When dealing with Asian language documents, language identification is the most important first step. Without proper language identification, you will end up with gibberish (think Wingdings font). Catalyst’s Insight discovery platform, for example, recognizes over 270 different languages for accurate language identification.

Western European languages are written using the Latin (or Roman) alphabet. It is the most widely used alphabet and writing system in the world today. As such, most e-discovery software has been designed to handle the Latin alphabet properly.

Unlike Latin based languages, each Asian language has a unique writing system. While there is some overlap in characters that are used in the three CJK languages, they each have significantly different syntax structures. This can make a difference for both search and analysis.

Japanese, for example, has three written languages: hiragana, katakana and kanji. The first two are phonetic; each character represents a syllable. The third, Kanji, is a logographic system that uses characters to represent a word or phrase, and is common in written Chinese. Written Chinese uses kanji for both logograms representing a word or a phrase, and phonetic pronunciations as when writing a foreign language word such as a person’s name. Korean uses a phonetic alphabet of 40 base characters that are combined for most all writing, but kanji was also used in many older documents.

2. Character Encoding

As noted above, CJK content is composed of a sequence of characters using Hangul (Korean phonetic alphabet), hiragana and katakana (Japanese phonetic alphabets) and Kanji (logographic writing used by Chinese, Japanese and to a lesser extent, Korean). To understand how a computer creates the many thousands of different characters that exist between these three writing systems, you need to understand the difference between single byte and double byte characters.

A byte is made up of 8 bits; each bit is either 1 or 0. There are 256 different possible combinations of bits in a byte. For a computer, single byte character systems (i.e. ASCII) are limited to 256 different characters. This works well for English and other Western European languages that are based upon the Latin alphabet. However, for Asian writing systems with thousands of characters, there are not enough options.

A solution is to combine bytes to create “double byte” characters. Double byte characters have 16 bits which provide for 65,536 possible combinations, enough to satisfy CJK writing systems.

As double byte character sets were developed to address the CJK character problem, diverse “encoding” systems were developed to handle each language. These various character encoding systems were created by different companies for each language resulting in competing encoding sets such as Guobiao (GB) and Big5 for Chinese. Likewise, competing encoding systems were developed for Japanese and Korean.

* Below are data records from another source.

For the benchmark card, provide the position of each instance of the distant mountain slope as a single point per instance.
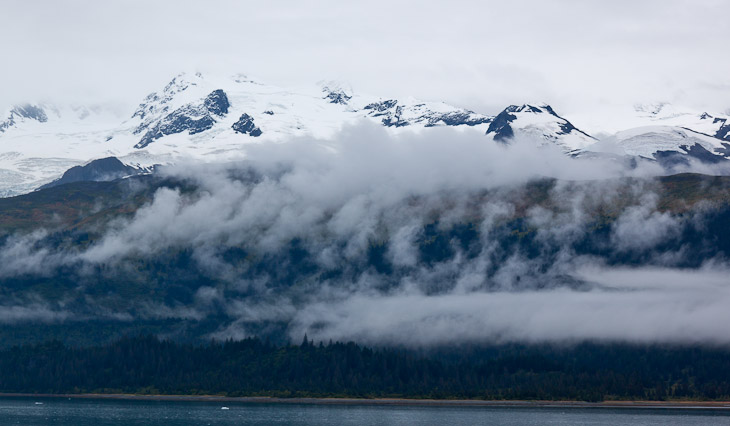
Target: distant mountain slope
(538, 122)
(214, 118)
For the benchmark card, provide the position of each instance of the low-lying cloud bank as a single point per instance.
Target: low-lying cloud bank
(415, 240)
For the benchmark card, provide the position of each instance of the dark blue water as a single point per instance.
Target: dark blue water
(76, 412)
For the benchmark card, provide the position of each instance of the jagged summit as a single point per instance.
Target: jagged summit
(215, 117)
(538, 121)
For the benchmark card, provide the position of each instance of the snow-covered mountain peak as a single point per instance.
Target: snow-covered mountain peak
(538, 122)
(336, 92)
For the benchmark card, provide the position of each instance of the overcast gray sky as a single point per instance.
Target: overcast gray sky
(480, 54)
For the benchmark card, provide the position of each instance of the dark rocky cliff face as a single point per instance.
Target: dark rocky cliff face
(246, 126)
(191, 118)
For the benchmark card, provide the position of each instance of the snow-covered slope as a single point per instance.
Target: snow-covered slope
(214, 118)
(715, 125)
(195, 116)
(539, 122)
(650, 141)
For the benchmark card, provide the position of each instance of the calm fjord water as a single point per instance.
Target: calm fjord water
(76, 412)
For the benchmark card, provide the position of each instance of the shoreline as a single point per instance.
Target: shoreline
(718, 405)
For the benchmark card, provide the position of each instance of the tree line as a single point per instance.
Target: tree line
(254, 367)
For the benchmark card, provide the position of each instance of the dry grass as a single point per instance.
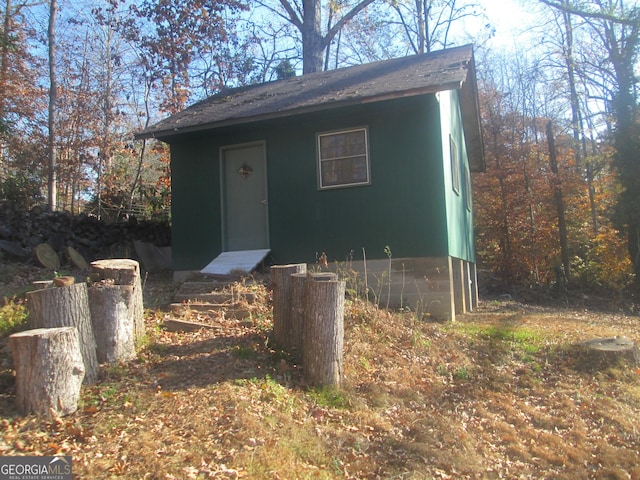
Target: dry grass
(498, 394)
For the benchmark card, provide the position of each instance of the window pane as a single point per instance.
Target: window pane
(343, 144)
(344, 171)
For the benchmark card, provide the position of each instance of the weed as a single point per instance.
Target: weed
(462, 373)
(13, 316)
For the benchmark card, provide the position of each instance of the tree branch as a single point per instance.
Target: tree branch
(632, 22)
(293, 16)
(344, 20)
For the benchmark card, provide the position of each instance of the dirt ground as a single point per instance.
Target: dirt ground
(503, 392)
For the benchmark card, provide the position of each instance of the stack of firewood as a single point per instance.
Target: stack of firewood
(21, 232)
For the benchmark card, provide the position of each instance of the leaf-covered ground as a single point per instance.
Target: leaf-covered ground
(501, 393)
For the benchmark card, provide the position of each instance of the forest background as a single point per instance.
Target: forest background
(558, 205)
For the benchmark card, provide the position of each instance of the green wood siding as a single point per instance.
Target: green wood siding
(402, 208)
(459, 216)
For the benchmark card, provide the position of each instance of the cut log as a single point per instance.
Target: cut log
(49, 370)
(602, 353)
(323, 332)
(124, 271)
(67, 306)
(112, 317)
(296, 310)
(281, 286)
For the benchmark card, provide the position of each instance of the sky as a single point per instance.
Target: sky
(510, 18)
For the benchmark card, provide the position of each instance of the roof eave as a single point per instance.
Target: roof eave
(166, 134)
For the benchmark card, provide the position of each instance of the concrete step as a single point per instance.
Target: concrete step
(228, 310)
(214, 297)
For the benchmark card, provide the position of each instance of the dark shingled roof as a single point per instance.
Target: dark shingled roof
(450, 69)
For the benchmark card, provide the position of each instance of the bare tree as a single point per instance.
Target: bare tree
(306, 17)
(618, 30)
(53, 95)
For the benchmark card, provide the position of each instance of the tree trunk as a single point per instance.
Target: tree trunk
(49, 370)
(297, 310)
(557, 191)
(323, 332)
(53, 98)
(67, 306)
(124, 272)
(282, 298)
(112, 317)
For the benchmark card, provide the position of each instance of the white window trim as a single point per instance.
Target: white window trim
(320, 159)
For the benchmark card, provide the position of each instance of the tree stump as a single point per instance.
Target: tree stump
(281, 285)
(49, 370)
(112, 315)
(601, 353)
(296, 310)
(323, 332)
(67, 306)
(123, 271)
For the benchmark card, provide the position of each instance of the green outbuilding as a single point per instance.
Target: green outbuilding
(367, 166)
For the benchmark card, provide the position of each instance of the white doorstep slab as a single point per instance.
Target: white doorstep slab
(243, 260)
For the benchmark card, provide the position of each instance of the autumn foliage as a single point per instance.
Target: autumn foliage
(516, 216)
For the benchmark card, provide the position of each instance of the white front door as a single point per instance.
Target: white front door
(244, 192)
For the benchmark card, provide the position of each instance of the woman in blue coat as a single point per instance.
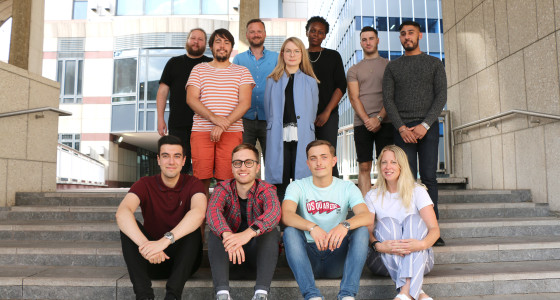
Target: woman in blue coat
(290, 103)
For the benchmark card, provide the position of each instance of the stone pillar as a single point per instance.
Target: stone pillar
(495, 63)
(26, 46)
(248, 9)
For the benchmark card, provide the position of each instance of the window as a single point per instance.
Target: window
(172, 7)
(80, 10)
(70, 140)
(70, 72)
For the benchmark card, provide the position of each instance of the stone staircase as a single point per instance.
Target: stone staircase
(65, 245)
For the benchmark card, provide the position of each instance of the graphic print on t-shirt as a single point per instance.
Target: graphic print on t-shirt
(314, 207)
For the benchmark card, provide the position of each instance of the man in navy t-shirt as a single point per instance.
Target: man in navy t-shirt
(169, 243)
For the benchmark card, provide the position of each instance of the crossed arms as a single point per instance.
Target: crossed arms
(153, 250)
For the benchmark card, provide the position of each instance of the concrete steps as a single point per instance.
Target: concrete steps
(65, 245)
(109, 253)
(448, 280)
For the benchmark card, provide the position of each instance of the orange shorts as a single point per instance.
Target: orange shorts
(213, 159)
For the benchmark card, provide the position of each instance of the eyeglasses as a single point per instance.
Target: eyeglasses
(248, 163)
(294, 52)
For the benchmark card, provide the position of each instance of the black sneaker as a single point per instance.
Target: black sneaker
(439, 243)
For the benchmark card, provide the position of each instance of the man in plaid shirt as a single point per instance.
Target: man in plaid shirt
(242, 215)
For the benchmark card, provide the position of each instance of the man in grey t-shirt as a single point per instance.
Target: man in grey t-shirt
(371, 124)
(414, 93)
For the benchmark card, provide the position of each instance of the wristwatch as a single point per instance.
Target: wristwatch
(256, 229)
(170, 236)
(373, 245)
(345, 224)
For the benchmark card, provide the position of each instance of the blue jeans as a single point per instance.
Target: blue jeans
(427, 152)
(308, 263)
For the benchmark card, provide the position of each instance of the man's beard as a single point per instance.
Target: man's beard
(413, 47)
(256, 45)
(193, 52)
(220, 58)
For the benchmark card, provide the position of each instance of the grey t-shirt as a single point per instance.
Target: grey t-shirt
(369, 75)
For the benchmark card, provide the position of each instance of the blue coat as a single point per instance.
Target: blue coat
(306, 99)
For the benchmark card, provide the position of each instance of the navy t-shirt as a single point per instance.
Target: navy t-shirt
(175, 75)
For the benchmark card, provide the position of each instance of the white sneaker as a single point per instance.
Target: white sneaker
(260, 296)
(223, 297)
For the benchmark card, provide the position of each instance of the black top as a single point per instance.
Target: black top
(175, 75)
(289, 106)
(243, 208)
(414, 89)
(329, 70)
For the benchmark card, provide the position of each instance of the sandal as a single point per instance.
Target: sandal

When a document is created, the computer program selects an encoding set to create written characters. As you can imagine, the differing double byte encoding systems were not always compatible, resulting in non-legible gibberish if you were to use the wrong computer system to interpret shared documents. Over time, conversion tables were established so the dissimilar encoded data sets could be shared between systems, but the complexity of encoding systems and languages made for messy data sharing.

Eventually Unicode was adopted as a standard encoding set for all languages. However, the combination of legacy data sets and current computer programs that allow the user to choose the language encoding means that we still see new data created in non-Unicode encoding formats.

3. Tokenization

Tokenization means parsing characters into meaningful units, such as words or numbers.  Computers parse data into logical “tokens” for indexing and then searching data. Accurate indexing results in accurate searching. Some systems, like Insight, are optimized for Asian language reviews, with intelligent tokenization capabilities.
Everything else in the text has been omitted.